In the last few years, a major shift in the way pharmaceutical companies are regulated has been underway at the US FDA. Bolstered by the passage of the FDA Safety and Innovation Act in 2012, the agency has stepped up inspections at foreign plants and intensified its focus on the data collected by drug manufacturers.
According to a 2016 report by the Health Research Institute, the FDA issued five citations to pharmaceutical companies for data integrity problems between 2010 and 2012. In the next three years, from 2012 to 2015, the agency issued 24 - a nearly fivefold increase.
“Data integrity violations can shut down facilities,” the authors of the report write. “Data integrity issues can lead to import bans, recalls, public warnings, detained products, delayed or denied drug approvals, lawsuits, lost business and costly remediation efforts.”
The good news, for pharmaceutical manufacturers, is that improving data integrity isn't just a way to stay on the right side of the law.
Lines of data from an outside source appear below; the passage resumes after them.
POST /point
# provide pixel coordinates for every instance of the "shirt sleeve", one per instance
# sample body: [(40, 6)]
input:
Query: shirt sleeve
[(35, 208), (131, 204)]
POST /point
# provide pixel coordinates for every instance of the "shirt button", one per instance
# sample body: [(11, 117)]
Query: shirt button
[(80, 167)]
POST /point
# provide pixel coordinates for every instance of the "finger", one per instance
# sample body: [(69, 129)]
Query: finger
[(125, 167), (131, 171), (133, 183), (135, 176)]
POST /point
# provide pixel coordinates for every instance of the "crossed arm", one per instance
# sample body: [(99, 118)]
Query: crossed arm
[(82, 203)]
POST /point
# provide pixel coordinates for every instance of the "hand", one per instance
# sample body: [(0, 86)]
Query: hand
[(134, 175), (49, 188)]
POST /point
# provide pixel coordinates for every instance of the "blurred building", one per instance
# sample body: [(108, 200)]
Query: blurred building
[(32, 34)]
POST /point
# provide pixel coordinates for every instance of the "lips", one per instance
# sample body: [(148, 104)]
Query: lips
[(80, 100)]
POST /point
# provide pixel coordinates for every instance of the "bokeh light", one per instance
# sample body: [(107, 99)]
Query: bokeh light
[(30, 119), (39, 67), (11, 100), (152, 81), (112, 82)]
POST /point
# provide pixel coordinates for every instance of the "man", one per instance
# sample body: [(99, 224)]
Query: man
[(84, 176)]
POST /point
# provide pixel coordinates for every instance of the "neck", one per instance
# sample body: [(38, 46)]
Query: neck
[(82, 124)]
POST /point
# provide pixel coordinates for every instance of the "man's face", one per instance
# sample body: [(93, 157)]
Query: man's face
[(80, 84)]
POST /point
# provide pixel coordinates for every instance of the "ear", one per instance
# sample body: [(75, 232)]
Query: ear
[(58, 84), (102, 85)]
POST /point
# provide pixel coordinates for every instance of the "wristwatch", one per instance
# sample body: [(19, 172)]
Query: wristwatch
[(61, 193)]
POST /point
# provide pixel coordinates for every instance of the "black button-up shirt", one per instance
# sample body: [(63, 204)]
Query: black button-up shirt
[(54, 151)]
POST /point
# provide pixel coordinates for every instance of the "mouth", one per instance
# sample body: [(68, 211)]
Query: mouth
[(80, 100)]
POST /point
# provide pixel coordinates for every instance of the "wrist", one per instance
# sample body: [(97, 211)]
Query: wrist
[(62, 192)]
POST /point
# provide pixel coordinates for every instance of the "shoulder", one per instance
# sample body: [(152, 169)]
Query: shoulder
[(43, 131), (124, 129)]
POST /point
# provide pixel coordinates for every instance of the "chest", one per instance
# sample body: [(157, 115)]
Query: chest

Better data means better research, better decision making, smoother plant operations, faster time to approval, and ultimately better drug development.
In another 2016 paper, the Health Research Institute analyzes the risks businesses face under the FDA's new approach, but also the benefits:
“The broader use of standardized metrics by the industry will support benchmarking across sectors, potentially leading to efficiencies and improvements. The use of trusted third-parties to collect, analyze and compare data will allow companies to leverage this information.”
Since 1980, OSIsoft has been a source of robust data management tools for businesses in a diverse array of industries, from research to manufacturing to energy production. One of those businesses, Swiss pharmaceutical manufacturer Sandoz, has relied on OSIsoft's PI System to provide secure and sophisticated data architecture since 1996.
At an OSIsoft Users Conference in 2016, Sandoz's head of data systems, Alexander Haimayer, told attendees that the PI System plays a vital role in helping the company shine under an increasingly bright regulatory spotlight.
“We have really good inspection results,” Haimayer said, “because we have a clear story of how we do data archiving.”
For a drug manufacturer, the importance of robust and accurate data goes far beyond plant inspection results.
“In the regulated production environment, data is the evidence to our patients and health authorities that our products are safe and effective. It tells the story of a product long after it is shipped,” he said.